L’abstention est de ce fait une autre faille de la démocratie américaine, même si elle existe à des proportions variables dans toutes les démocraties, vieilles ou récentes. Il se trouve qu’aux Etats-Unis, la vie politique tourne essentiellement autour du leadership présidentiel. Le désintérêt dans une grande démocratie de l’élection présidentielle est pathologique. Le prochain président américain sera certainement élu par défaut. L’opinion rejette les deux candidats, Donald Trump et Hilary Clinton. On s’attache seulement à Trump parce qu’il est milliardaire, et parce qu’on estime qu’il sera indépendant des lobbies et ne risque pas d’être détournée par des affaires financières, et on soutient Hilary juste parce qu’elle est démocrate et parce qu’elle s’oppose à la grossièreté manifeste de Trump. Mais, les deux candidats sont perçus par l’américain moyen comme étant beaucoup plus proches des riches que des citoyens ordinaires. La démocrate Hilary n’y échappe pas. D’ailleurs, les deux candidats sont aujourd’hui au coude à coude, avec une légère avance de deux points de Trump sur sa concurrente (45% / 43%, d’après un sondage national CNN/ORC publié le 6 septembre dernier), qui était pourtant en net recul durant tout l’été. Mais ce sondage est national, et le sondage Etat par Etat est généralement plus significatif. D’une part, 11 Etats devraient déterminer le résultat final le 8 novembre, les mêmes qu'en 2008 et 2012 (Ohio, Iowa, Wisconsin, Pennsylvanie, Michigan, Colorado, Floride, Nevada, New Hampshire, Caroline du Nord, Virginie). D’autre part, Clinton garde un léger avantage dans certains Etats bastions des Républicains, où Trump se trouve en difficulté, comme Texas, Arizona, Georgie et Mississipi. Or, pour les statistiques Etat par Etat, Clinton garde un avantage sur Trump.
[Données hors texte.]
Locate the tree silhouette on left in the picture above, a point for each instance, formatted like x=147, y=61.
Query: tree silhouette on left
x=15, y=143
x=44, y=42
Tout cela explique la campagne du porte-à-porte effectuée par les deux candidats, sur laquelle Obama a beaucoup compté dans le passé, pour faire la différence auprès des électeurs démobilisés et indécis, notamment pour s’assurer qu’ils sont bien inscrits sur les listes électorales, surtout dans les « swing states » (les Etats clés). Car, l’abstention est très élevée aux Etats-Unis ces dernières décennies. En 2012, le taux de participation au scrutin présidentiel ne dépassait pas les 62%. Dans le passé, il avoisinait les 50 ou 40%. Ce qui posait un problème de légitimité au nouvel élu.
Ainsi la démocratie américaine, qui a balisé la route à beaucoup de démocraties dans le monde, semble se trouver elle-même en panne. Si la démocratie se nourrit de l’égalité, cette égalité-là semble de plus en plus formelle face à la poussée inégalitaire. Si la démocratie, c’est la participation, les présidents américains sont de plus en plus élus par défaut sans l’adhésion profonde du peuple américain, celui qui garde en mémoire les idéaux des Founders Fathers.